UBC Theses and Dissertations
Negotiating the feminine : travel, writing and identity in Rosario Castellanos's nonfiction from Spain, the United States and Israel Ross, Nancy Jean
The Mexican writer Rosario Castellanos (1925-1974) is well known for Balún Canán (1957) and other works of prose, poetry, or drama. However, in my thesis I aim to shed light on a genre that has been understudied by scholars and neglected by translators: her nonfiction. Of her nonfiction, I look specifically at her travel writing. Firstly, at the letters she addressed to Ricardo Guerra (1927-2007), compiled in Cartas a Ricardo (1994) [Letters to Ricardo]. And, lastly, at the articles she wrote as Mexican ambassador to Israel (1971-1974) which were originally published in Excélsior but, have since been anthologized and edited by Andrea Reyes in Mujer de palabras: artículos rescatados de Rosario Castellanos, volume III (2007). More specifically, Castellanos, after being awarded a scholarship by the Institute of Hispanic Culture (1950-1951), wrote letters from aboard the S.S. Argentina, and from the women’s residence in Madrid. I look at Castellanos and her companion, Dolores Castro (1923- 2022), as women traveling unaccompanied by men in Franco’s Spain. I also analyze Castellanos’s reaction to the Moorish, Jewish and Catholic cultures in Spain in relation to her own complex legacy as a member of the dominant land-owning class in Mexico. Some twenty-five years later in Castellanos’s letters which she wrote as a visiting professor in the U.S., (1966-1967), I focus on her identity as a cosmopolitan woman whose letters constitute a form of resistance to gender roles in Mexican society. I argue that she uses the epistolary genre to create her own self and that during her stay in the U.S., along with her son and her son’s nanny, Herlinda Bolaños, she reconfigures her own identity and, consequently, her identity from both inside and beyond the confines of the family.
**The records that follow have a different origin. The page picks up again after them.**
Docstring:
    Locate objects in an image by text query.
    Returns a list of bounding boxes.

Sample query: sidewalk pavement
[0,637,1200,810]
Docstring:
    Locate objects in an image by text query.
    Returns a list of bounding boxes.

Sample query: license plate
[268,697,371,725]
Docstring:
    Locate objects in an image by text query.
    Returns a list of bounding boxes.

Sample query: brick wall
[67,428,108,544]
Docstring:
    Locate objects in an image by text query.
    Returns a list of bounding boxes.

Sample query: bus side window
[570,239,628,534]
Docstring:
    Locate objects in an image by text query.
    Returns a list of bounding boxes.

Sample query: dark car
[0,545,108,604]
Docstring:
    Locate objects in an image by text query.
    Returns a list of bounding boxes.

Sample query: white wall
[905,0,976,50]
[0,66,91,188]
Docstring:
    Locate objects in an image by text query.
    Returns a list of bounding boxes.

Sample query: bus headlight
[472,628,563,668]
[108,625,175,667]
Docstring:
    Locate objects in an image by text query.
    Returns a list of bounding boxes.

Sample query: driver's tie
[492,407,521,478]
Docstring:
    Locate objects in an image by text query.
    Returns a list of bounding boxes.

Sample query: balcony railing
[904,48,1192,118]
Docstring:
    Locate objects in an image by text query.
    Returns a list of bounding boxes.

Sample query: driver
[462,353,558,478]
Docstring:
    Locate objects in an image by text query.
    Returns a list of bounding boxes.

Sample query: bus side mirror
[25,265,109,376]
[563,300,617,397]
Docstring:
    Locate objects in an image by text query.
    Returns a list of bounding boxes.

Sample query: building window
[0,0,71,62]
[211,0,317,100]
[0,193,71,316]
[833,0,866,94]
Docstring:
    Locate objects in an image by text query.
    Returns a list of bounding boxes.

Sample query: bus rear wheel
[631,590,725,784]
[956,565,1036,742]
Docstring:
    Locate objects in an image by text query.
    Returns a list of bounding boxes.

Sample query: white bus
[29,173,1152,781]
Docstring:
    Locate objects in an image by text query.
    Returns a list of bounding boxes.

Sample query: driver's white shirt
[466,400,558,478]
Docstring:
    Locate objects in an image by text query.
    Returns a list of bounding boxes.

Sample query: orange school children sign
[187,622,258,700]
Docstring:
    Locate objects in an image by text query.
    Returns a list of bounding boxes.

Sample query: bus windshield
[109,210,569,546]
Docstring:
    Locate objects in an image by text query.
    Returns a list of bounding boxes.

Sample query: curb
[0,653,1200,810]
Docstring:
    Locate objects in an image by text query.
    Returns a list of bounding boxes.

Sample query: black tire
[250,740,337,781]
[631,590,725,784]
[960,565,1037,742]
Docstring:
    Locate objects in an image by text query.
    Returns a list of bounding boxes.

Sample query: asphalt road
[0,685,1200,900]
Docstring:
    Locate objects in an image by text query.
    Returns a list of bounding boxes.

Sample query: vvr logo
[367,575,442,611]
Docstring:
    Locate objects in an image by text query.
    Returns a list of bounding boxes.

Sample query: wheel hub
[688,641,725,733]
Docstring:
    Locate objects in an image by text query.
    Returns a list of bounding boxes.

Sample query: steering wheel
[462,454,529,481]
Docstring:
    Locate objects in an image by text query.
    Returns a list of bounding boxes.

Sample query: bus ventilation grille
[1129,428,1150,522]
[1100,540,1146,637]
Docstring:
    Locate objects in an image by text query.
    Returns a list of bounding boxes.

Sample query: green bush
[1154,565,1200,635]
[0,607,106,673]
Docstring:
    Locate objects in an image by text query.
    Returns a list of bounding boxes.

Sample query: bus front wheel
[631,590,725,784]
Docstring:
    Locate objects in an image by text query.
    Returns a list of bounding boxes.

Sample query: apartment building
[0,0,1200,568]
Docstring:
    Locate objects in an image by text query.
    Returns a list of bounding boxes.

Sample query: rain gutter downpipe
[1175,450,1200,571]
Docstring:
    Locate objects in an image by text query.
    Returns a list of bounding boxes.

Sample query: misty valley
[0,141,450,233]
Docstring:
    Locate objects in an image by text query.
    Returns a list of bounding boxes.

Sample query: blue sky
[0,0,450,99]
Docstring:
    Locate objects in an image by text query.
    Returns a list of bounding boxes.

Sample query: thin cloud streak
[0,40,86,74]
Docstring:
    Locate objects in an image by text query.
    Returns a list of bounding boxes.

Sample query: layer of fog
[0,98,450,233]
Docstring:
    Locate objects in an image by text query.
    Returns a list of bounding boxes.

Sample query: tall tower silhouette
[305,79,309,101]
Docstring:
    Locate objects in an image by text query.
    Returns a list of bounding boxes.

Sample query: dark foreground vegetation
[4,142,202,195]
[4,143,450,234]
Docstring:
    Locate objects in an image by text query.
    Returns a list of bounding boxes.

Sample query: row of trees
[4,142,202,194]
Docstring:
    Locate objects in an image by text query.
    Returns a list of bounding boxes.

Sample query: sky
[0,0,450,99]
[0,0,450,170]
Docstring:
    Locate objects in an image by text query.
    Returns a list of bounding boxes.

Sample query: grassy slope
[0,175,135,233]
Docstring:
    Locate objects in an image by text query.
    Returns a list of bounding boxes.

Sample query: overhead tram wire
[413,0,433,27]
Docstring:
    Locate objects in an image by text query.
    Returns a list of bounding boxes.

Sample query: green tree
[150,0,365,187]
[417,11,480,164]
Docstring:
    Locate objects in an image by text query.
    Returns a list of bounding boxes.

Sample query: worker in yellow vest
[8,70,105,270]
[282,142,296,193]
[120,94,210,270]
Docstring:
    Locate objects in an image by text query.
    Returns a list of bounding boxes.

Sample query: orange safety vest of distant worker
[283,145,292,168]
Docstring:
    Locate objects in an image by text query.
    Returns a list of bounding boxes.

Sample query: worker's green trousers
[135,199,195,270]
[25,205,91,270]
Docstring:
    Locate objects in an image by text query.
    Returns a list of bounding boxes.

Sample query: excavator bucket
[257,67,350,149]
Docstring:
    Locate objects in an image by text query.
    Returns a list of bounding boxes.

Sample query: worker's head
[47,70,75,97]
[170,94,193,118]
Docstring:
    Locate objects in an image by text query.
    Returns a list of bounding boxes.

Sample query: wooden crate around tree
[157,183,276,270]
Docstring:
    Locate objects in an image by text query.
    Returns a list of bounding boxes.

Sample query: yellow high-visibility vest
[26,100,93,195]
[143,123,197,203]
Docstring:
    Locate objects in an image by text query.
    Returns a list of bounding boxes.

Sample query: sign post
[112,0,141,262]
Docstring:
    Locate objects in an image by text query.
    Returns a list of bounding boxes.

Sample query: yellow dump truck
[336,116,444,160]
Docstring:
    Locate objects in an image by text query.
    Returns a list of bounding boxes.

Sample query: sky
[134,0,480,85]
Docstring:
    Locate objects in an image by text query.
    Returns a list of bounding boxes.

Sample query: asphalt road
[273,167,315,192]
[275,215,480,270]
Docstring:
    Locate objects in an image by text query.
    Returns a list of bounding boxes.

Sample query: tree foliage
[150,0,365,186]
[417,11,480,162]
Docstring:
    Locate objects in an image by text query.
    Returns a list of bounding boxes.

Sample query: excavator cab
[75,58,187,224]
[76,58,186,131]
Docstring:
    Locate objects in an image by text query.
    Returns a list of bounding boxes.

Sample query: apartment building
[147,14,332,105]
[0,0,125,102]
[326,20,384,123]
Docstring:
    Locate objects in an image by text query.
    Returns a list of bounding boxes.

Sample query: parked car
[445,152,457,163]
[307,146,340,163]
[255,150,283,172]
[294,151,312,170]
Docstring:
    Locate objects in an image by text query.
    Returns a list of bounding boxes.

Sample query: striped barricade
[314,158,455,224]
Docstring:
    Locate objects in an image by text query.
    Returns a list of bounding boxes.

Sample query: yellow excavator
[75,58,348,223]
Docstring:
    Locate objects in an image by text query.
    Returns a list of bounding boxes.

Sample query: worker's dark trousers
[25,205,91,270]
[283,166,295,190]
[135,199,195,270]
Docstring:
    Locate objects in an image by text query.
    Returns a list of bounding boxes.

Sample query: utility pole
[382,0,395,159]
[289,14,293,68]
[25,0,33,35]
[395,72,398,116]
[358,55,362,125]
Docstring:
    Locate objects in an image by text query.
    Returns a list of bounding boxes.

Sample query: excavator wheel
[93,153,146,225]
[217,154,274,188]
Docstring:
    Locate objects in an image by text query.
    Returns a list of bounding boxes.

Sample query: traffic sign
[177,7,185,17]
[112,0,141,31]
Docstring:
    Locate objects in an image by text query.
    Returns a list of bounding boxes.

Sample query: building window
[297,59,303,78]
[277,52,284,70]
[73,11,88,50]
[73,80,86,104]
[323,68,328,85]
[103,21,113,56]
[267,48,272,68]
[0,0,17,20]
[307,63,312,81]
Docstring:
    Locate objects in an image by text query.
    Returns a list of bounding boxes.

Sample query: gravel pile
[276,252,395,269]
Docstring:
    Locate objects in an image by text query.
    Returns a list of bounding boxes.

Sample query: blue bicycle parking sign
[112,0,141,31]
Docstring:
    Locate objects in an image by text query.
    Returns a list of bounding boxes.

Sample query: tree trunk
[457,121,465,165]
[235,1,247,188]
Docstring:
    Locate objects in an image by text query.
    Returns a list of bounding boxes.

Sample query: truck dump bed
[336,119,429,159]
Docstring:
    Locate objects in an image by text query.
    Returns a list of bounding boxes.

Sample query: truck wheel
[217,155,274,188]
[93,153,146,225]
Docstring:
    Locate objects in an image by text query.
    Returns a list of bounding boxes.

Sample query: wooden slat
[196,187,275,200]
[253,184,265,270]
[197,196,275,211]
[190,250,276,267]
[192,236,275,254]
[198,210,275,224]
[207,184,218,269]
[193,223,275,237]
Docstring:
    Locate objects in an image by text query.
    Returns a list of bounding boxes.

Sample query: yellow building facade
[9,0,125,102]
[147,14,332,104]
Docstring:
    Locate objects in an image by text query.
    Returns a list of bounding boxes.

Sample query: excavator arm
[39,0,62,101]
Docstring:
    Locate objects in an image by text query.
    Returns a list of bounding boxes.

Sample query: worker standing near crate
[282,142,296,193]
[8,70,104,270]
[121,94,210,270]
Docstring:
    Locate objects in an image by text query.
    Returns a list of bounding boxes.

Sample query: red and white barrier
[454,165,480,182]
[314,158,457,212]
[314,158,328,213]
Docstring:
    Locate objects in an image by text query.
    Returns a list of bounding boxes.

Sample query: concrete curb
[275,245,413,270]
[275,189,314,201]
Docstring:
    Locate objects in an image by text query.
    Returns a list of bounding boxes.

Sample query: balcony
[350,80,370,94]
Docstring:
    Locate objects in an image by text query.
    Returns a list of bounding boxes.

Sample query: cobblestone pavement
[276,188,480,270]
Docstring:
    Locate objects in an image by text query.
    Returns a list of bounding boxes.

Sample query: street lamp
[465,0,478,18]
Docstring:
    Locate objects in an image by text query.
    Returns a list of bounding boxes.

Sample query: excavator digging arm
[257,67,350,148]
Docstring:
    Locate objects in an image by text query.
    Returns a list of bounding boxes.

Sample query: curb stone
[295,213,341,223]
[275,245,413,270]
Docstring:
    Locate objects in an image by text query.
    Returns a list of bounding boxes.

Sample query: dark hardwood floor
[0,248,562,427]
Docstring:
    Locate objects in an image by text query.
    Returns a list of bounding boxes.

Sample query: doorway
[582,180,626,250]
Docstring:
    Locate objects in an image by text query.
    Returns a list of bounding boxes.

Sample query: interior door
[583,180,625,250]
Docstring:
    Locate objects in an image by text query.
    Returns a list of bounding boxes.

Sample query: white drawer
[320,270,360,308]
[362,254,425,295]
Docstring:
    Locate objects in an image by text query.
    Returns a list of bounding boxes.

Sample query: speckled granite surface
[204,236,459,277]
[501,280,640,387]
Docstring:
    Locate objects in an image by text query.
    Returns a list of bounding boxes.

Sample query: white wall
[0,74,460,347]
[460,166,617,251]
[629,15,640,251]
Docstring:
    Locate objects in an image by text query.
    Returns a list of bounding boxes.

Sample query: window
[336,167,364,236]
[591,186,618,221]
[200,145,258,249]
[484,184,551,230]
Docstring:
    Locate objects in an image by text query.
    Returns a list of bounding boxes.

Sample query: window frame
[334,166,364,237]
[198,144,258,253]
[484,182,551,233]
Castellanos’s letters, and to some extent her journalism, with the myriad details of daily life, function as a combination of travel diary, autobiographical memoir, and epistolary novel where she can create herself as a literary character. My objective is to avoid a strictly autobiographical reading of this work and so be able to place Castellanos’s travel writing firmly in contemporary literature.